It's a soup to nuts, everything is on the table, proposition to really get proper protection from SQL Injection.
First, and most important, use the least-priviledge principal when setting up your security. Only the access things MUST have should be allowed for any given login or role. Too much access is the biggest problem.
Next, use stored procedures (as was already mentioned), or, parameterized queries such that you're not building and executing strings of SQL code. Along with this, use the correct data types. If it's a number, use a number, not a string. You need a date or time, use a date or time data type, not a string. In addition, as Eirikur says, validate the input on the code side of things to ensure that dates are dates, etc..
Additionally, SQL Injection requires exploration. There are common errors, make darned sure you're monitoring for them. And, speaking of errors, ensure that you have appropriate error trapping in place such that it's not exposing details of your infrastructure when errors occur, a common approach to understanding if you can be hacked.

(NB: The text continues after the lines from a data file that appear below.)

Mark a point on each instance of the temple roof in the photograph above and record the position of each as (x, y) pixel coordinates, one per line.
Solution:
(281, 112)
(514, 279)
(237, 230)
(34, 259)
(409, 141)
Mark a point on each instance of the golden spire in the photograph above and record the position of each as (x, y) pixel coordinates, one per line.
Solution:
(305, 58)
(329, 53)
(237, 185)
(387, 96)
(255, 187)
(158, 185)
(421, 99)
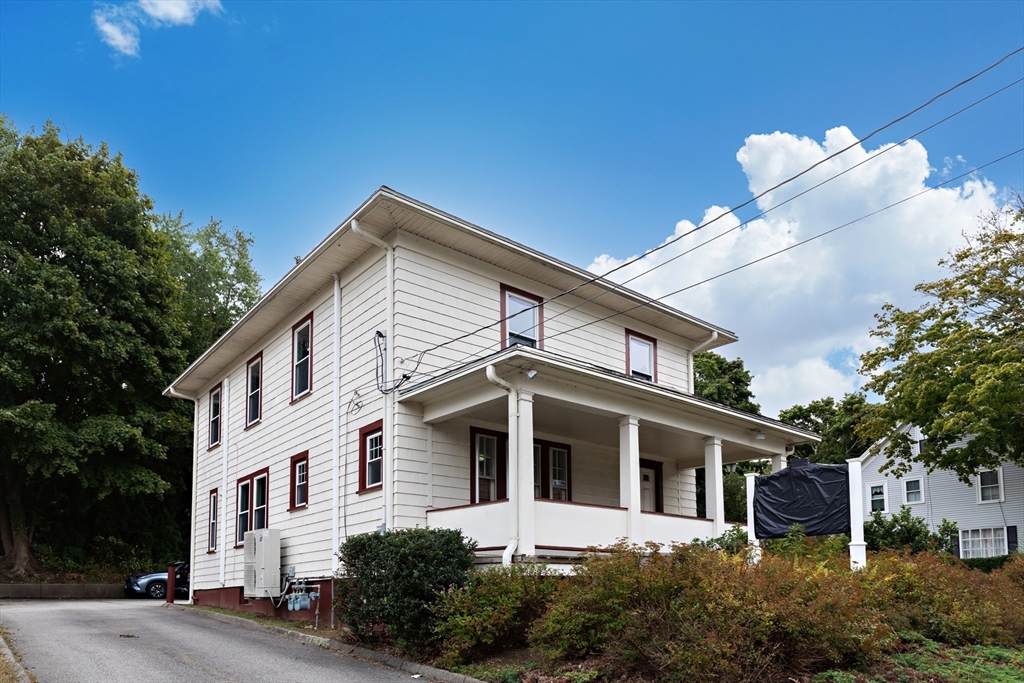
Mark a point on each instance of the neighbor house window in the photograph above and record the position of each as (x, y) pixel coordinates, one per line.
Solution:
(299, 495)
(990, 485)
(372, 456)
(641, 356)
(252, 504)
(522, 318)
(912, 492)
(302, 357)
(879, 498)
(983, 542)
(215, 416)
(254, 390)
(212, 544)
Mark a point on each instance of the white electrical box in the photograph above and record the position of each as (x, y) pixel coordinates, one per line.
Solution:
(262, 563)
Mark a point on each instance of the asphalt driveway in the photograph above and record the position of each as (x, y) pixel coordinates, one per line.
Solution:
(138, 641)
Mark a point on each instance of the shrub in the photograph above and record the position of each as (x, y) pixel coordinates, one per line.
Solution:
(695, 613)
(389, 582)
(493, 611)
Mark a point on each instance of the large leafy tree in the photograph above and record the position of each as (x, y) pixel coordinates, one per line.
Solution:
(90, 333)
(836, 422)
(954, 366)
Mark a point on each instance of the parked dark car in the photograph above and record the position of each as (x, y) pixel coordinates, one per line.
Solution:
(154, 584)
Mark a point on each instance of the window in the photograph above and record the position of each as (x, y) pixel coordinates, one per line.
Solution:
(302, 357)
(552, 471)
(211, 546)
(983, 542)
(990, 485)
(254, 390)
(215, 416)
(372, 456)
(641, 356)
(299, 493)
(488, 466)
(252, 504)
(522, 318)
(879, 498)
(912, 492)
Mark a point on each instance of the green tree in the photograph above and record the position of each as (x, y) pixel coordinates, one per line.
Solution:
(954, 367)
(836, 422)
(90, 333)
(724, 381)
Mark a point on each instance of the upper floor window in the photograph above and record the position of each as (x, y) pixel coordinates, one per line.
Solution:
(641, 356)
(302, 357)
(522, 318)
(990, 485)
(254, 390)
(215, 416)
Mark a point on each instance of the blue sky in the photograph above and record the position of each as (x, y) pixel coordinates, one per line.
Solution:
(591, 131)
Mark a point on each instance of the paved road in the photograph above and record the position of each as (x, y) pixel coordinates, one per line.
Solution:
(80, 641)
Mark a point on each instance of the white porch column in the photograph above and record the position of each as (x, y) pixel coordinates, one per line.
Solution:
(751, 539)
(527, 523)
(629, 474)
(715, 495)
(858, 549)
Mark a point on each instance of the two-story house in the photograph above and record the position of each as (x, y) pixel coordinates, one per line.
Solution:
(415, 370)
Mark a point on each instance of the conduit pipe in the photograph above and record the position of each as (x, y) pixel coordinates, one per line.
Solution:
(388, 371)
(696, 349)
(513, 464)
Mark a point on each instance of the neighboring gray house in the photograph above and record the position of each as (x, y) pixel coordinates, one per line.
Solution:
(988, 512)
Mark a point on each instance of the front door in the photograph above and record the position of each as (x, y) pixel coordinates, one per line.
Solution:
(648, 499)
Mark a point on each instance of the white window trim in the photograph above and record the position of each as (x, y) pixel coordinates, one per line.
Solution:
(885, 497)
(977, 485)
(922, 489)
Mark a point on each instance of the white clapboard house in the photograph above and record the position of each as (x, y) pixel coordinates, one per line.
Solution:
(988, 511)
(570, 424)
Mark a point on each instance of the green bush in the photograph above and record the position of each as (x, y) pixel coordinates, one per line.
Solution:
(388, 582)
(495, 610)
(696, 613)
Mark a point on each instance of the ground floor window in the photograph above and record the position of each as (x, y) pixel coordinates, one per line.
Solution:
(983, 542)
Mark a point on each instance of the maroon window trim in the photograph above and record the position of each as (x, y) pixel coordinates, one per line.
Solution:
(212, 524)
(306, 318)
(259, 418)
(658, 482)
(546, 468)
(220, 417)
(365, 432)
(653, 353)
(502, 464)
(505, 290)
(251, 478)
(293, 487)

Do all this, and you'll be protected. Just some of it isn't enough. I've seen code where it's all in stored procedures, but you're passing giant strings and doing ad hoc query builds instead of parameterized queries. However, it all starts with the right security settings. Just that, and only that, can minimize the harm of a SQL Injection attack if you do nothing else. However, I'd suggest pursuing everything. Defense in depth.